Rating: 4 / 5
THE COUNT OF MONTE CRISTO by Alexandre Dumas was the July/August book pick for the #classicsbuddyread hosted by @freefallinreader. This book was very intimidating in size at over 1200 pages, though many have commented how much they loved it, so I was glad that I had a group to read with to keep me on track!
Beginning in 1815, THE COUNT OF MONTE CRISTO tells the story of Edmond Dantès, a young and idealistic man who seems to have everything going for him. He has a steady job with hopes of advancement and a woman he hopes to marry. Unfortunately, not everyone finds joy in his successes and Edmond finds himself framed and imprisoned for a crime he did not commit. While in prison, Edmond has plentiful time to begin to plan his escape and his revenge on those who landed him in this sad state.
Edmond returns to the world very bitter, but with clues to locate a vast hidden fortune, he has the means to recreate himself as the Count of Monte Cristo and return to the people he once knew as an unknown, mysterious new man. As it turns out Edmond was not someone anyone would want on their bad side as he is intelligent and sneaky, all about playing the long game to achieve his plots of revenge.
Firstly, let me say that I am extremely grateful that I had a built in support group in this buddy read group because the fear that this book was a lot to take on wasn’t without merit. While the book was very enjoyable in the beginning, there were portions in the first half of the book in particular where the book really did feel long. There are a lot of sections which lay out the groundwork for Dantès’ plots and it isn’t always clear right away why these backstories are relevant.
While I am not one to read abridged literature, I can definitely understand the appeal of the abridged version of this book (and it seems there are many more abridged translations out there than unabridged).
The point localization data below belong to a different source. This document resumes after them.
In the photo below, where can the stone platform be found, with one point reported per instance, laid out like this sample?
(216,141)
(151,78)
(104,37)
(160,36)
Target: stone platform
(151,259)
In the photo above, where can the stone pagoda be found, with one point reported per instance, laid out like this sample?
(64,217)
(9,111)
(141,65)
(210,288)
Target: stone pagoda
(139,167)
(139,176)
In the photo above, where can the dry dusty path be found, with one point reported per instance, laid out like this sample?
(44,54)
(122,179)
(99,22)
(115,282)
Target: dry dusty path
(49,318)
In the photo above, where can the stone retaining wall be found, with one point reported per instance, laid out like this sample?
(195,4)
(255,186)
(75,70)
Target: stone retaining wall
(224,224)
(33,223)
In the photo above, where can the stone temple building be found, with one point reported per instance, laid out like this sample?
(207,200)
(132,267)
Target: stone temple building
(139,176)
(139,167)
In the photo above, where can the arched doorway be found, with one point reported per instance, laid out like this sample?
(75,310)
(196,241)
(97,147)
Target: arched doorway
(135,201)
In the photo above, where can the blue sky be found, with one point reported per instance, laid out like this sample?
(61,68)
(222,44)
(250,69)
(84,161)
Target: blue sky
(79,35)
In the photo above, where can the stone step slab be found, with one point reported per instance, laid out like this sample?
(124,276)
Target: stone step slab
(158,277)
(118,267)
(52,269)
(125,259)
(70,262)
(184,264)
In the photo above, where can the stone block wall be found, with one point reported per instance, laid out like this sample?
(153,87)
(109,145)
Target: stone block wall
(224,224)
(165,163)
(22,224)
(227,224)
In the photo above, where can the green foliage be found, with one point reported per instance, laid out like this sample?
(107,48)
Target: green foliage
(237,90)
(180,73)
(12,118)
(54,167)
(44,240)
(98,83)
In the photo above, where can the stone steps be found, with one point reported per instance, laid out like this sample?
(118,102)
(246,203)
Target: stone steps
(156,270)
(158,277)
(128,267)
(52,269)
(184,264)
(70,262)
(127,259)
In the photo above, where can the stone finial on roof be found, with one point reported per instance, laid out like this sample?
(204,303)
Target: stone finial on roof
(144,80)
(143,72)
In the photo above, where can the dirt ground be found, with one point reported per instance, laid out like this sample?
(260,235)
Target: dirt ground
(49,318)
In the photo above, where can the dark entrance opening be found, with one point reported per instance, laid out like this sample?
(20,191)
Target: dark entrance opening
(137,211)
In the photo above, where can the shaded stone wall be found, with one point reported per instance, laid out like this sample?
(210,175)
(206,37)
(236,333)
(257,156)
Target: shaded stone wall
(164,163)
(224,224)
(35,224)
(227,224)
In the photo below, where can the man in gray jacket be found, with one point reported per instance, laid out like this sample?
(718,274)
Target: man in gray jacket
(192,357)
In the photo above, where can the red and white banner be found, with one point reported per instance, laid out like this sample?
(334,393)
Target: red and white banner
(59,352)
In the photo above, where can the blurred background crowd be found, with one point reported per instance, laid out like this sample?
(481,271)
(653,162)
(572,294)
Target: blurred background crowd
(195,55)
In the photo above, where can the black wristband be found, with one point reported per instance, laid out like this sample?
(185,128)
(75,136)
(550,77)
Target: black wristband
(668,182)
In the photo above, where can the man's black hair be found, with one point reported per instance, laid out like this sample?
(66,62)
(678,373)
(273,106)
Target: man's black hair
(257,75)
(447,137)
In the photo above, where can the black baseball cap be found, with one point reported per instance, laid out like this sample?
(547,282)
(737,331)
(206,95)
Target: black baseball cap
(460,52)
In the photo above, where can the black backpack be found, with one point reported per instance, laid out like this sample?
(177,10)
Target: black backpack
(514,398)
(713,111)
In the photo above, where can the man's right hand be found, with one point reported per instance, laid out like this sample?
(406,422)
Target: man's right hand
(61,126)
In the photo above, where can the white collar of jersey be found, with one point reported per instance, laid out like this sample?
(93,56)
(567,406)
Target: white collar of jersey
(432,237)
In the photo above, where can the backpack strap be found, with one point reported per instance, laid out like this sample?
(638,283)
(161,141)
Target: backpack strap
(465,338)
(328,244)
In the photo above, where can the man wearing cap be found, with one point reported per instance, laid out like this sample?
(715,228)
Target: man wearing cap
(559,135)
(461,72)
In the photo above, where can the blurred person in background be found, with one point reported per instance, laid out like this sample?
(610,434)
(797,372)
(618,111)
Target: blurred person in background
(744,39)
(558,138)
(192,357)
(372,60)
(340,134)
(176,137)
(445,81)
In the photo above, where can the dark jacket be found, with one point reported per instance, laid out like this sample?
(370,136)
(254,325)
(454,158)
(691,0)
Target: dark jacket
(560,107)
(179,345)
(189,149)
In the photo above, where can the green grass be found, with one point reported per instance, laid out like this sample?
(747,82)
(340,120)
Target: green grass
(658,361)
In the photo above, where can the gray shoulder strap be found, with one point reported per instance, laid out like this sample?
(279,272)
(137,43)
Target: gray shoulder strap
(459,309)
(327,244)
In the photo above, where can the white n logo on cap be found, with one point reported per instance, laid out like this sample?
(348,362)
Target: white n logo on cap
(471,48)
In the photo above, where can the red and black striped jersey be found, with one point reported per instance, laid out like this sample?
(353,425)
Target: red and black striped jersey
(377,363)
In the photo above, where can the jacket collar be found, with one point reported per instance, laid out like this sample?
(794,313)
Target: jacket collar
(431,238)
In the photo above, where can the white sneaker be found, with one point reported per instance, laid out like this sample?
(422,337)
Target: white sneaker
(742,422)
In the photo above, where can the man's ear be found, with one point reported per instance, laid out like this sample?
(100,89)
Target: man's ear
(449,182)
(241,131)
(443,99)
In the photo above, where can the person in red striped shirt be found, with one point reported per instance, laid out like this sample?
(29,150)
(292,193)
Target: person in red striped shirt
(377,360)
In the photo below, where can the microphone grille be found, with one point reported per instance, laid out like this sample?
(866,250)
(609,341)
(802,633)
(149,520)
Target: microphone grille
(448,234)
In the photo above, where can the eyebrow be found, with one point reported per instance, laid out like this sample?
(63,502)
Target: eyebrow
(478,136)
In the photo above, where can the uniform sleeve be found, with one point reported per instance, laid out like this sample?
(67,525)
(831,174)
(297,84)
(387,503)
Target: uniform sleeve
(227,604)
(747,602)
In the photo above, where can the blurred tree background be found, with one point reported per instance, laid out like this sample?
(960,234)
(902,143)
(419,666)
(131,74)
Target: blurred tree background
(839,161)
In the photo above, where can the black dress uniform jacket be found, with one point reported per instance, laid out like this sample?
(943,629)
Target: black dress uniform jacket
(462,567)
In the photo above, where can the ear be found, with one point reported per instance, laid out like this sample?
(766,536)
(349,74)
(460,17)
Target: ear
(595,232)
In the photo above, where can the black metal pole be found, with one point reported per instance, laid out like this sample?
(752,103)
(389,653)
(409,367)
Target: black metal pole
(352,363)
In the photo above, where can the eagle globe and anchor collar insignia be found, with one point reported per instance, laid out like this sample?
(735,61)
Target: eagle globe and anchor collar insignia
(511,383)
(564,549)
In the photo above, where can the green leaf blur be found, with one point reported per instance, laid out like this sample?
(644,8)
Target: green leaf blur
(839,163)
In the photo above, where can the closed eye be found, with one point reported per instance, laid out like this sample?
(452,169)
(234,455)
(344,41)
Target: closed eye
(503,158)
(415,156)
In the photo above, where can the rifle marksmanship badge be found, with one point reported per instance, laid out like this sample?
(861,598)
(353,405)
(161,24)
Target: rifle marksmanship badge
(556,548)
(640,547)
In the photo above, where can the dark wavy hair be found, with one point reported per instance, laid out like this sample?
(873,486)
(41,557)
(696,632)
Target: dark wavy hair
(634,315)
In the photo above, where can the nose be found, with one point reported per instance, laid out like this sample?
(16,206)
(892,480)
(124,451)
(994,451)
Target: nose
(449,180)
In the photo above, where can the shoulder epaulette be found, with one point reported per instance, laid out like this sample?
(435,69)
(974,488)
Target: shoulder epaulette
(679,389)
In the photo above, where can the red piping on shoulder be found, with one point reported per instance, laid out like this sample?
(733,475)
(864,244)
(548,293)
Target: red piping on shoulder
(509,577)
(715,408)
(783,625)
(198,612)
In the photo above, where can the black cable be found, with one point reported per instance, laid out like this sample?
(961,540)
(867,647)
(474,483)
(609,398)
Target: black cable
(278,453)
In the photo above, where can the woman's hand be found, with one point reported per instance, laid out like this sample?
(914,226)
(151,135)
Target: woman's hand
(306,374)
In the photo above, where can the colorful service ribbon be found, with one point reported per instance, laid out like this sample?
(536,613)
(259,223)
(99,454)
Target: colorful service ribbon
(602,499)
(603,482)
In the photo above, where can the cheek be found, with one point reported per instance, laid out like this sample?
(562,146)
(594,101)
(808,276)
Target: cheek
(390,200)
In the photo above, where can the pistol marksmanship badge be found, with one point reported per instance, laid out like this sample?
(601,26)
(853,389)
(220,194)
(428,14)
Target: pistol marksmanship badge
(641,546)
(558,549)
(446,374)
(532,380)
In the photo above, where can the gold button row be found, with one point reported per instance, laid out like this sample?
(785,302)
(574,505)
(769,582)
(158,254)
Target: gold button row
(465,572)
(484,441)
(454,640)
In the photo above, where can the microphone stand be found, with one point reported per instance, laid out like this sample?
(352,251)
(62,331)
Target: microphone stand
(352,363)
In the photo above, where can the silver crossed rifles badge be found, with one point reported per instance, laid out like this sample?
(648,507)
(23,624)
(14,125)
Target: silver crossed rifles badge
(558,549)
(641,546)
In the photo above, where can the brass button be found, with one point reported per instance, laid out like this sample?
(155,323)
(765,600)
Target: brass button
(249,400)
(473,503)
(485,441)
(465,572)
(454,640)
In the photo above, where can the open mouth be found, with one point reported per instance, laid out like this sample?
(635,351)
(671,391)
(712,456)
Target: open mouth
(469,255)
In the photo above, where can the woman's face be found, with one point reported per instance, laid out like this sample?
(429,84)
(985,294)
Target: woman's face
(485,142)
I do think you get to know more of the why’s and how’s in the unabridged version of the book, but I can see how some of that could easily be slimmed down without impacting the overall story.
Once the action really started to roll in the second half, the book was entirely enjoyable and a fabulous story. There is action, drama and murder as Dantès plays a masterful game with all the pawns on the board. I do think it is worth pressing through the more dry sections of the novel to get the overall impact!
In the end, I am very glad to have checked this book off my TBR. This is another classic that I’m definitely wanting to watch the movie for to see how they translated 1200 pages into two hours on film!